O questionamento restante é a regra do esgotamento dos recursos internos para que haja provocação nos sistemas internacionais, regra que tem exceções e vasta jurisprudência da corte atendendo ao disposto no Regulamento da Comissão Interamericana de Direitos Humanos.

Conforme o artigo 31.1, do Regulamento, com a finalidade de decidir quanto à admissibilidade do assunto, a Comissão verificará se foram interpostos e esgotados os recursos da jurisdição interna, de acordo com os princípios de direito internacional geralmente reconhecidos.

Porém, tais disposições não se aplicam em três hipóteses nos termos do art. 31, 2, do Regulamento da CIDH. É possível ir diretamente à CIDH quando não exista na legislação interna do Estado de que se trate o devido processo legal para a proteção do direito ou dos direitos que se alegue tenham sido violados; não se tenha permitido ao suposto lesado em seus direitos o acesso aos recursos da jurisdição interna, ou haja sido impedido de esgotá-los; ou haja atraso injustificado na decisão sobre os recursos utilizados.
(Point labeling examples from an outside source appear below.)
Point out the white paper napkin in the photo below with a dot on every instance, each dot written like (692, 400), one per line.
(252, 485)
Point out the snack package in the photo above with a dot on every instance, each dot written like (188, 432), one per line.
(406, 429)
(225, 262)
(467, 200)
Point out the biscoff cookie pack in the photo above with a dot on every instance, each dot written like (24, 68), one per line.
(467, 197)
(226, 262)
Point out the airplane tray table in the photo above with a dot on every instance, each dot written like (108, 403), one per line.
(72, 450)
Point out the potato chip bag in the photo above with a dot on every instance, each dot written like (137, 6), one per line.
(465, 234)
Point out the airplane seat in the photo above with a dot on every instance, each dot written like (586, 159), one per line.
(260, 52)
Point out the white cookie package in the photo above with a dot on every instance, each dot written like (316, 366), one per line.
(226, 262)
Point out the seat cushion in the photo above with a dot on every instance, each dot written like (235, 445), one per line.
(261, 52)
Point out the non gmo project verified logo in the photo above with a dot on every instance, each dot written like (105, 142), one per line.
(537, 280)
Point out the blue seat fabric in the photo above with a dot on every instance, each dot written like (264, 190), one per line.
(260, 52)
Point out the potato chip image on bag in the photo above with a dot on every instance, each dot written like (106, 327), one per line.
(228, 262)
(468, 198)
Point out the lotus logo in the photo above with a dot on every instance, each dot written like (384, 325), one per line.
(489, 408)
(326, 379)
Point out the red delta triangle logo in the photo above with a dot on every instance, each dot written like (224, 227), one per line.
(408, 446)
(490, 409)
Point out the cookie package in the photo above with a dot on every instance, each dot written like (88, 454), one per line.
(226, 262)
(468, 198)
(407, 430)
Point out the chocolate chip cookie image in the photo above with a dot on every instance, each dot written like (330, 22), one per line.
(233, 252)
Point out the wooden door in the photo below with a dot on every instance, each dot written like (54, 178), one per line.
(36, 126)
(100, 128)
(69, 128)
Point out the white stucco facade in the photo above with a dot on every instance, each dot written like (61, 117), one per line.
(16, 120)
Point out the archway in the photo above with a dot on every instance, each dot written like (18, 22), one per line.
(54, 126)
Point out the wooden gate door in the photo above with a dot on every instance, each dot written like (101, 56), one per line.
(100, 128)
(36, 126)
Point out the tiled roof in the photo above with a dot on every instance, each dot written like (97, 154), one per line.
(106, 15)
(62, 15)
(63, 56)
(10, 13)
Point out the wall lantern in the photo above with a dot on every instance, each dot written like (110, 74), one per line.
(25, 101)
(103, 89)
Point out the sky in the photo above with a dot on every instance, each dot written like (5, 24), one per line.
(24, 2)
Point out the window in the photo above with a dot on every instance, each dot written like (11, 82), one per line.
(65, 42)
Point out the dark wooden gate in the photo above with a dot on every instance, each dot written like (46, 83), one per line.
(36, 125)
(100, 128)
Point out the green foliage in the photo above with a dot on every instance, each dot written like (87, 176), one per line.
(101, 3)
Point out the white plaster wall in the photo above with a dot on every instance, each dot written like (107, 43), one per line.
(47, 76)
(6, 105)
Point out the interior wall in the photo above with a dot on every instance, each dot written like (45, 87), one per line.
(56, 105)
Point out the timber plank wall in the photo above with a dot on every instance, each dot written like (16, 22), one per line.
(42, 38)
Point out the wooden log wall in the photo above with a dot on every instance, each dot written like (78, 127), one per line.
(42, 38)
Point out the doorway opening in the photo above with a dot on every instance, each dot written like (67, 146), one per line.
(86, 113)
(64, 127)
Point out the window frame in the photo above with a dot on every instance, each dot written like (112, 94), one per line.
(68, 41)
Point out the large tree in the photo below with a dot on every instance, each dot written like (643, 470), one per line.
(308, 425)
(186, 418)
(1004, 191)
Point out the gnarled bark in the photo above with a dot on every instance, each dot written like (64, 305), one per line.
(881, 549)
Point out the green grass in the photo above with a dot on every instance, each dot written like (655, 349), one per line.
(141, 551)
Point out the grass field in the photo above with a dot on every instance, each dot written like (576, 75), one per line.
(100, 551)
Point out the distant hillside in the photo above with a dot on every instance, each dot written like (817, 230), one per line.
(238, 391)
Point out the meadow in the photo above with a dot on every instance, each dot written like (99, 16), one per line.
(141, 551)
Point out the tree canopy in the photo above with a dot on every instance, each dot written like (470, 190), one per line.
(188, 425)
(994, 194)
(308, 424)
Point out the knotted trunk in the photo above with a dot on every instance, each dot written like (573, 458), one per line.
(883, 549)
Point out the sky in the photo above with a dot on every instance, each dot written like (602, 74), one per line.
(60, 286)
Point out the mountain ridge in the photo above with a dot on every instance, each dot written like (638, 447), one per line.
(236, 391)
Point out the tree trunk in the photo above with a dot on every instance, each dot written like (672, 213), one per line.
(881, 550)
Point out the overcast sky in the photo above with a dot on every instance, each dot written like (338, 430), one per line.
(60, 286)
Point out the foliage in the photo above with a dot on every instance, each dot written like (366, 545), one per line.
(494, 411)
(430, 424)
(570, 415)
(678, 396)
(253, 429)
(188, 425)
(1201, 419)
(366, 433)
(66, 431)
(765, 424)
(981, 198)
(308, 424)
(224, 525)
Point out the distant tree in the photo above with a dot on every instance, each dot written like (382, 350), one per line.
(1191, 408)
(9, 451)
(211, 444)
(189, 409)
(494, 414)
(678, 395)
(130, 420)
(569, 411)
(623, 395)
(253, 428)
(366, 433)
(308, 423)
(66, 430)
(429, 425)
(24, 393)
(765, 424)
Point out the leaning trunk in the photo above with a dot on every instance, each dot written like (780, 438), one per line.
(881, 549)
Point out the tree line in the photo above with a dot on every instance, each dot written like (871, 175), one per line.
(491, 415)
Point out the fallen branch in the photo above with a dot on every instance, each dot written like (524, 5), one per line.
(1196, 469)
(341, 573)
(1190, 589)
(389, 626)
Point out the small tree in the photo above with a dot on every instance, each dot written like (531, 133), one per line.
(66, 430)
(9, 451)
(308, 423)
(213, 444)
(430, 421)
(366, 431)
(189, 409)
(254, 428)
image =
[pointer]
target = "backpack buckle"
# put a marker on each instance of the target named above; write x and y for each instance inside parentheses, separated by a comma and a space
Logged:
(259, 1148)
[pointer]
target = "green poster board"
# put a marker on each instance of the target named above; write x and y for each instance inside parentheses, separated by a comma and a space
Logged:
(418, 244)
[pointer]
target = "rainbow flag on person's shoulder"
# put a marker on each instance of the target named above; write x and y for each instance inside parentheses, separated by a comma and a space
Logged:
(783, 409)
Relembre-se que, conforme o art. 31.3, quando o peticionário alegar a impossibilidade de comprovar o requisito indicado neste artigo, caberá ao Estado em questão demonstrar que os recursos internos não foram previamente esgotados, a menos que isso se deduza claramente dos autos. Por isso o caso da inércia ou recusa do STF poder ser utilizado como um meio de prova, em contraposição à avalanche de decisões que costuma tomar contra as mais variadas portarias, com exceção das de matéria trabalhista.

Em paralelo, pode-se manejar ações junto ao Sistema Interamericano de Direitos Humanos, seja via Comissão, seja via Corte Interamericana de Direitos Humanos. Algo que necessita de profissionais capacitados na matéria de Direito Internacional do Trabalho com Direitos Humanos, para que possa ser devidamente fundamentada a atuação em paralelo, em detrimento da espera passiva das instâncias ordinárias nacionais.

De modo sintético, está posta a viabilidade do manejo pelo controle concentrado de constitucionalidade junto ao STF, mas, a atual conjuntura do STF, tem rejeitado conhecer das últimas ações propostas. Com relação à via de controle difuso, nos casos em concreto, para alinhamento tanto de casos danosos, conjuntamente com controle de constitucionalidade e de convencionalidade (dos tratados internacionais), é bem adequada e estratégica.